“Il bardo dei poveri cristi” così defini Enzo Jannacci Moni Ovadia quando Enzo morì dell’aprile del 2013.
” Il nostro punto d’incontro è Milano. Enzo Jannacci raccontava e cantava la Milano che io ho vissuto. Ma la stessa orgogliosa città, albergava nei suoi interstizi e nei suoi sottofondi, la povera gente, i disperati, i fuori di testa, gli esclusi, i sognatori senza voce, i terroni, gli abbandonati dall’amore e dalla vita, le puttane navi scuola da strada e da cinema. Di tutti questi poveri cristi, lui è stato il cantore assoluto.
Quando Jannacci fece la sua comparsa sulle scene della canzone e del cabaret, Milano era una metropoli industriale in pieno ed impetuoso sviluppo, dava lavoro, chiamava gli immigrati dalle periferie meridionali orientali ed isolane dello Stivale. Jannacci ne ha colto, incarnato e raccontato la storia, le emozioni, i sentimenti e la vita vera.
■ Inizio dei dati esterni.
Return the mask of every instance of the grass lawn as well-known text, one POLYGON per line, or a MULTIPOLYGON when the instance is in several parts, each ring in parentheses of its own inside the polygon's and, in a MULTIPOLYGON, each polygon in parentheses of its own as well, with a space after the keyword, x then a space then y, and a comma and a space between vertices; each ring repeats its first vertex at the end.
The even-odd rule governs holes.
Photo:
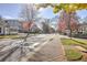
MULTIPOLYGON (((70 39, 61 39, 62 43, 64 46, 67 45, 67 47, 70 47, 70 46, 75 46, 75 45, 78 45, 78 46, 81 46, 84 48, 87 48, 87 43, 86 43, 86 40, 70 40, 70 39)), ((66 56, 67 56, 67 59, 68 61, 79 61, 79 58, 83 56, 81 53, 76 50, 76 48, 67 48, 65 47, 65 53, 66 53, 66 56)))
POLYGON ((87 40, 61 39, 63 45, 79 45, 87 50, 87 40))
POLYGON ((22 39, 20 35, 0 35, 0 39, 22 39))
Di quel popolo ha interpretato la malinconica, maleducata e balorda grazia, ha rivelato che la poesia dei luoghi, fiorisce nei gesti impropri e sgangherati degli ultimi fra gli ultimi, nella loro grandiosa lingua gaglioffa e sfacciata.
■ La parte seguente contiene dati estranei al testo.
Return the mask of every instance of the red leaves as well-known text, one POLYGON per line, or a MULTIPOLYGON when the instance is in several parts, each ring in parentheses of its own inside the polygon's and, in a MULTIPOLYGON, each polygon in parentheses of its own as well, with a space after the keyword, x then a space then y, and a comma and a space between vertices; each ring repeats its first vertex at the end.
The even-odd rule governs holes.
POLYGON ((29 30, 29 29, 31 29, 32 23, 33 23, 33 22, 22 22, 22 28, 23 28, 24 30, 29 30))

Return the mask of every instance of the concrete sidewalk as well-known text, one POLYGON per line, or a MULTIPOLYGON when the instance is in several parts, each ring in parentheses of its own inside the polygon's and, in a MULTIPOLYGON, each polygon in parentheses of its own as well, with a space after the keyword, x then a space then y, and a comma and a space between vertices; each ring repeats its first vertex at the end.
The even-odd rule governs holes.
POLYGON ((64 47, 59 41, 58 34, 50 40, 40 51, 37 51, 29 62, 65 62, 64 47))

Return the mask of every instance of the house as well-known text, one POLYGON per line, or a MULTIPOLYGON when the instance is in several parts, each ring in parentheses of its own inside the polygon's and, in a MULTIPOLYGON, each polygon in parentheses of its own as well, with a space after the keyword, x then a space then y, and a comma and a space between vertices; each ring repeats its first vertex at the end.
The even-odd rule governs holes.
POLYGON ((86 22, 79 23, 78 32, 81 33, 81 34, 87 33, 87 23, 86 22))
È stato in assoluto, a mio parere, il più originale poeta della canzone che abbiamo avuto il privilegio di ascoltare e insieme un artista inarrivabile nel suo essere stralunato e surreale.
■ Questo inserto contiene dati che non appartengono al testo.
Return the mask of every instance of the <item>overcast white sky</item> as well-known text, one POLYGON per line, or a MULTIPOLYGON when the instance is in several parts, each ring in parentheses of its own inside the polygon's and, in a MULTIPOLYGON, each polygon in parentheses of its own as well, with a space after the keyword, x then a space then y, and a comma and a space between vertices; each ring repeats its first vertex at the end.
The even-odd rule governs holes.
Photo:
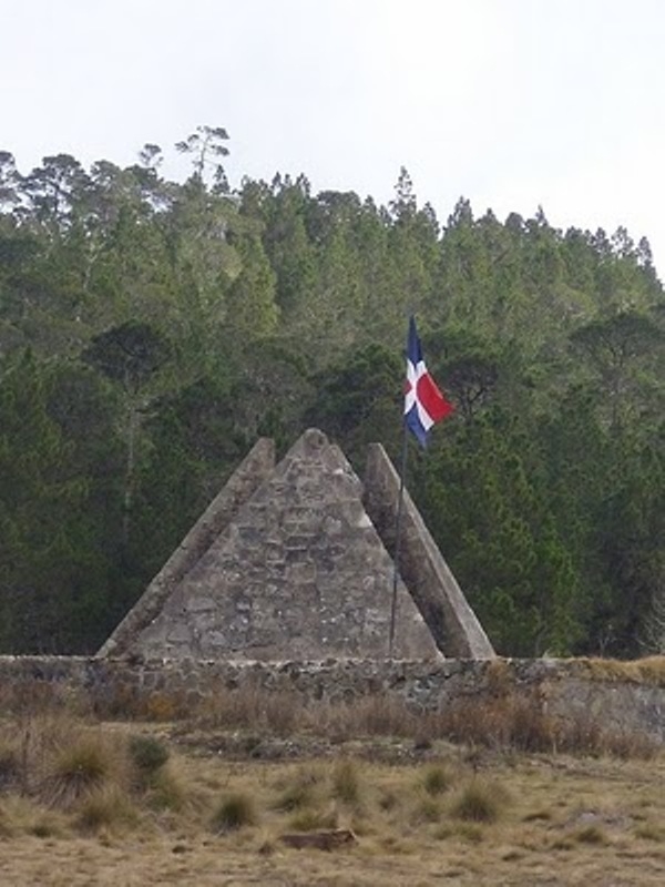
MULTIPOLYGON (((225 126, 227 172, 646 235, 665 276, 662 0, 0 0, 0 150, 133 163, 225 126)), ((174 165, 166 174, 176 175, 174 165)))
Enzo non era nato povero cristo, aveva fatto ottimi studi in ogni senso, ma quella condizione l’aveva incorporata con arte alchemica. L’aveva assunta nel volto fisso alla Buster Keaton, nei gesti liricamente scomposti, nel modo di suonare la chitarra tenuta bloccata sotto il mento, nella fibra e nel canto della lingua vernacola di cui esprimeva l’anima e di cui aveva trasferito l’umore triste e gagliardo anche nell’italiano. Tutta questa sapienza confluiva nella sua inimitabile voce sguaiata e sul crinale precario della sua intonazione che dava vita ad un capolavoro espressivo e stilistico.”
Enzo Jannacci cantautore, cabarettista e attore ma anche cardiochirurgo, tra i maggiori protagonisti della scena musicale italiana del dopoguerra. Fin dagli anni ‘50, ha lavorato insieme agli amici Dario Fo e Giorgio Gaber, passando dalla canzone dialettale al rock al jazz, fornendo l’ispirazione anche a personaggi come Renato Pozzetto, Diego Abatantuono, Massimo Boldi. Tra i suoi brani più noti: Vengo anch’io. No tu no, El portava i scarp del tennis, Ho visto un re, Quelli che. La vita l’è bela……. Alcune di queste canzoni, diventate oramai dei classici, sono reinterpretate da Moni Ovadia – anch’egli artista versatile e curioso sperimentatore che si è affermato nel teatro musicale dimostrando una sua personale ricerca espressiva – che le propone in un’inedita quanto fascinosa veste.
Scrivo questo post sotto la spinta dei lettori, infatti questo mio precedente post (click) sta avendo fra ieri e oggi un numero considerevole di visite e spero letture, così dice google.